If you’re logged into Gmail, Substack, your bank, and you tell an agentic browser to summarize a page that contains hidden instructions, those instructions can now operate with your session cookies across every tab. The traditional browser security model treats web content as untrusted by default. Agentic browsers blur that line by letting content shape behavior.
I told Lior straight: I’m too paranoid for these. And I do this for a living.
0xFF
0x00 — Multimodal LLMs turned streamer OPSEC from a paranoia exercise into a geolocation API call. A couple buildings in your background is all it takes.
0x01 — The darknet chatbot underground runs two architectures: hijacked frontier model APIs behind jailbreak proxies, and locally hosted open-weight models with stripped guardrails. Both are live, both are uncensored, and APTs are using them to level up their TTPs faster than human skill development explains.
0x02 — Voice cloning crossed the indistinguishable threshold. A few seconds of audio, a spoofed caller ID, and a social engineering script is pulling real money from real families right now. The only defense that works is analog: a safe word you’ve never said on camera.
0x03 — Every agentic browser ships with indirect prompt injection as a structural defect. The attack surface is every webpage, and the payload executes with your session permissions. OpenAI says it’ll never be fully solved. Anthropic got it down to 1%. The gap between those numbers is where the risk lives.
The common thread: AI capability is outrunning AI security on every front. The tools that make you productive are the same tools that make you targetable. The models that help you code are the same models generating ransomware. The voice that sounds like your kid might not be your kid.
Ping back.








Timely, informative, and engaging. Thanks so much for writing this.
Good to know my natural paranoia wasn't off-base.
I'm a big fan of family safe words. Some notes to share:
1. Creating a safeword (or security phrase) isn't enough. You have to rehearse them at least quarterly, or they'll be forgotten. Especially by those who treat security and trust blithely (which is most people who haven't been victimized).

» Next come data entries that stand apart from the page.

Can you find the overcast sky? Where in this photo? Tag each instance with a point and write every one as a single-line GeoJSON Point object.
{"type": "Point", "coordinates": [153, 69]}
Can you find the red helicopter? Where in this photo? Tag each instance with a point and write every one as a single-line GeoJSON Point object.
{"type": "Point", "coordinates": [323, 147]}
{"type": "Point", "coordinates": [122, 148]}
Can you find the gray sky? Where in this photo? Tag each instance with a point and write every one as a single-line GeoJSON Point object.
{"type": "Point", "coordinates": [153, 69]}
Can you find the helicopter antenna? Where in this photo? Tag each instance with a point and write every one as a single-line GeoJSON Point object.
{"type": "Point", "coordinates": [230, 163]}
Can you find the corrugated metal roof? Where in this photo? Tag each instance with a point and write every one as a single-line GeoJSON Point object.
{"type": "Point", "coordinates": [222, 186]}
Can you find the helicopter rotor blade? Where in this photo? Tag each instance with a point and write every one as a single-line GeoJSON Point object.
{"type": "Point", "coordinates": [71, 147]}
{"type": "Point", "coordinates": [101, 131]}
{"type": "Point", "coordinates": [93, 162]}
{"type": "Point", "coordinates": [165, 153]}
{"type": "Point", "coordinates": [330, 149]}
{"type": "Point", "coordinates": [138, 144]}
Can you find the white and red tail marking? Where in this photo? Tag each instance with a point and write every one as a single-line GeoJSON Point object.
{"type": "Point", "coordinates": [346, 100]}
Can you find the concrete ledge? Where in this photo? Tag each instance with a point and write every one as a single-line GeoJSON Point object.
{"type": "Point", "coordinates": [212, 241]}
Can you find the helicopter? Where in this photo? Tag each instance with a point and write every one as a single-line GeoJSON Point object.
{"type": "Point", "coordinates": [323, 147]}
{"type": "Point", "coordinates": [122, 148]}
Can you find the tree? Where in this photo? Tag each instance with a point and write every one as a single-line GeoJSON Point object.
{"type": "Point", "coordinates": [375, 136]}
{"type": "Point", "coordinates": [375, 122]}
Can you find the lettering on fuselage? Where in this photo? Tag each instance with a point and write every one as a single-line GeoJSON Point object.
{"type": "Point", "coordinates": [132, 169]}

2. Failing to remember a safeword is okay if you ask a security question in real time. "What was street address of the house back in New York?" The attacker would need a dossier on you to know that the correct answer is "we've never lived in New York."
Security questions suck for login purposes, but will probably work for identity verification in real time.

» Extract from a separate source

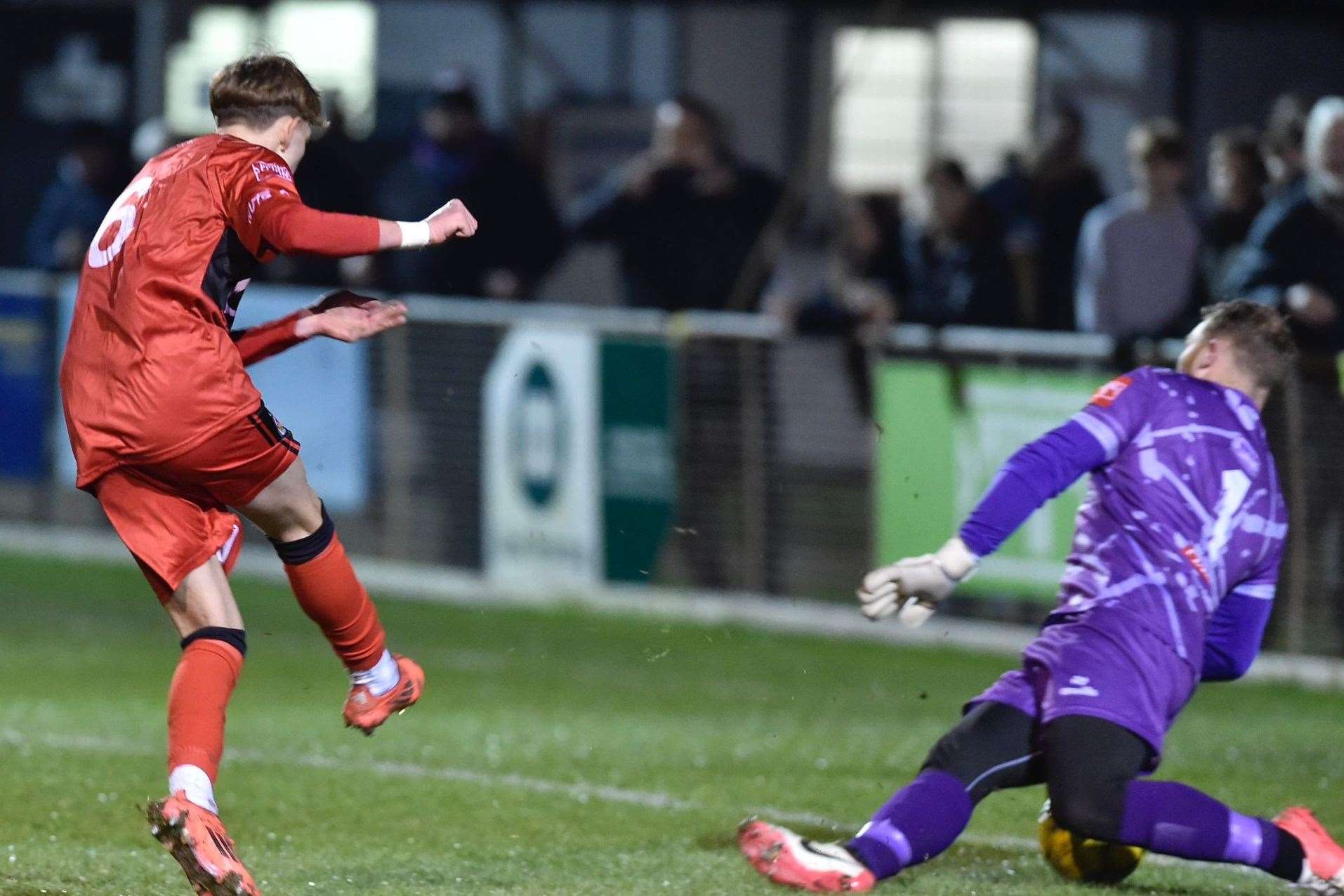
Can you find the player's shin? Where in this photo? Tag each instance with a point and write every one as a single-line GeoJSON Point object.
{"type": "Point", "coordinates": [1175, 819]}
{"type": "Point", "coordinates": [198, 700]}
{"type": "Point", "coordinates": [329, 593]}
{"type": "Point", "coordinates": [920, 821]}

3. If you're going through the trouble of setting up safewords, you might as well set up a duress code while you're at it. Just in case you're ACTUALLY in a car accident and the other driver is threatening you with a gun. "I'm doing fine, mom. I'm just watching a pack of angry raccoons fighting in the backyard, that's all."
This is the kind of post I wish more people would write: mechanisms, not vibes. You are not selling panic, but you are also not selling “we’ll patch it and move on.”
Three points for the win!
First, the family safe word. That is an actual control. Low tech, high leverage, and it breaks the scam’s whole economic model. Callback on a known number plus one absurd phrase beats a thousand “be vigilant” posters.

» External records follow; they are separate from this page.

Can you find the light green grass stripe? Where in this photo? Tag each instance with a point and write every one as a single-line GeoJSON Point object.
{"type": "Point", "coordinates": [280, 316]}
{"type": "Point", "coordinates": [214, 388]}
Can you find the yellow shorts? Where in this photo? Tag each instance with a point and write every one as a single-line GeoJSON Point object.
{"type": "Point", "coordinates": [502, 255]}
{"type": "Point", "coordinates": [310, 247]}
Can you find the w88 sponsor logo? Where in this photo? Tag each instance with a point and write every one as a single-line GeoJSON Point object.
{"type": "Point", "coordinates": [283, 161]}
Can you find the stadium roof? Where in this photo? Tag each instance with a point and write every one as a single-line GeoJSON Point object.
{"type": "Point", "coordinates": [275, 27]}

Second, agentic browsers. The uncomfortable truth is the browser security model assumes page content is untrusted, then we bolt on an agent that treats page content like instructions. That is not a bug. That is a category error. If someone is logged into email or banking and asks “summarize this,” they are one hidden prompt away from turning their session cookies into a remote control.
Third, the identity angle hiding inside the voice clone section. These attacks do not win on technology. They win on urgency and trust. That is why an analog authentication step works so well.
If anyone reading this wants a one sentence policy, here it is. Treat agentic browsers like a hazardous material. Separate machine or separate profile, no real logins, no auto actions. And for families, set the safe word now, before you need it.